No sé que les dan en los coles, porque la vitalidad y la energía con la que salen mis dos peques después de cinco horas y media de clases es gratificante. Ojalá todos mostráramos el mismo entusiasmo e inocencia a la hora de contar lo que hacemos y nuestros proyectos futuros. A veces, me gustaría ser tan primario como un niño cuando termina la jornada escolar y se come el mundo y un caballo que le pongas delante, porque les falta tiempo para preguntarte qué hay de comer. Tú, preocupado por su formación, le interrogas sobre cómo le ha salido el examen, a pesar de que te ha demostrado una y mil veces que es un excelente estudiante y que le va de lujo. Su escueto ‘bien’ no nos deja del todo satisfechos, porque los adultos tenemos mucho que aprender de las prioridades de los niños y estar atentos a todo lo que nos enseñan, en lugar de darles tantas lecciones.

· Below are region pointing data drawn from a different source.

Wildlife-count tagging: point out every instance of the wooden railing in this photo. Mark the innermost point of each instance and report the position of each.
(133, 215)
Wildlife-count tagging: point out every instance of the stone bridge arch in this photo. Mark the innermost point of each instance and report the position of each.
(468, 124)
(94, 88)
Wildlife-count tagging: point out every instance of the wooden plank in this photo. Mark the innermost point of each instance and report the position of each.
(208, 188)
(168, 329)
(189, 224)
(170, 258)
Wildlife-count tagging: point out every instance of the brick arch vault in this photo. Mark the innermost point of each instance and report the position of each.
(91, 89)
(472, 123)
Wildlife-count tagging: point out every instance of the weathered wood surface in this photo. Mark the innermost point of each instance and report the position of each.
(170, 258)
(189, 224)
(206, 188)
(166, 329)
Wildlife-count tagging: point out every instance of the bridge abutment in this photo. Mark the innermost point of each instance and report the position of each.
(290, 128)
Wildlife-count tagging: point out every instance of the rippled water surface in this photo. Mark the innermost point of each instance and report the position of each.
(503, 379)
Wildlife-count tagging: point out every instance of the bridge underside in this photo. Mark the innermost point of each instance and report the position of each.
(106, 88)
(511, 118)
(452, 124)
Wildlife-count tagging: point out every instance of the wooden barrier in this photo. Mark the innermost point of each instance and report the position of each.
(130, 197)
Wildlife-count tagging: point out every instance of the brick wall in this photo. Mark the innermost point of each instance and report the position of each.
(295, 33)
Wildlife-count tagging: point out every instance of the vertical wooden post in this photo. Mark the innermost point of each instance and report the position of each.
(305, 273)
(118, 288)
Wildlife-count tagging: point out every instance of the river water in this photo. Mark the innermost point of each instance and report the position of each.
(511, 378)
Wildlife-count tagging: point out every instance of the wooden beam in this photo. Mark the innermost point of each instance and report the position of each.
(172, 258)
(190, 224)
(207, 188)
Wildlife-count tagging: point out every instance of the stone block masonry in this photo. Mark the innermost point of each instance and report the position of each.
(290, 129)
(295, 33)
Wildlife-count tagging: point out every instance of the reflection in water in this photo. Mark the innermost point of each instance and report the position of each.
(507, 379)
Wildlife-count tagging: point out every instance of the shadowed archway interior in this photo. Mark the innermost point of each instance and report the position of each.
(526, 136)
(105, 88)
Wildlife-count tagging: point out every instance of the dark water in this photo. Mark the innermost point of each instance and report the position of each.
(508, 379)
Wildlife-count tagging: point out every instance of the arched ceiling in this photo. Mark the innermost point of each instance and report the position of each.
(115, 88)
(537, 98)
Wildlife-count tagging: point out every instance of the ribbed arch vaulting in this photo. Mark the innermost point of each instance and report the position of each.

Sentados a la mesa, hemos dialogado sobre cómo ha ido la mañana, qué tal en el cole, qué te ha dicho el médico, cómo están tus padres, si ha llamado el del banco, si han cobrado ya esto o aquello… Se acercaban las tres de la tarde y se me ha ocurrido poner el telediario. Nada nuevo desde que Caín mató a Abel, las mismas luchas fratricidas de siempre que no gana nadie, pero eso somos los humanos, como Caín y Abel, unos que hacen cosas y los otros que la lían porque tienen celos de los que hacen cosas. No hemos aprendido ni cambiado nada.

Se lamentaba nuestra alcaldesa de lo desviada que está la actualidad de las cosas importantes, como el congreso internacional de turismo que han conseguido para nuestra ciudad y sus implicaciones y benificios para los cartageneros. «Me gustaría que se hablara más de esto y no de lo otro». Le he copiado la frase y le he pedido a mi hija que apagara la tele. Le he dado el último bocado al pollo y le he preguntado: «¿Qué hay de fruta?».

Supongo que mi vida no les importa nada en absoluto. A mí tampoco me importa el serial dramático en que se ha convertido la política, más allá de que cada vez unos y otros se merecen menos nuestros votos.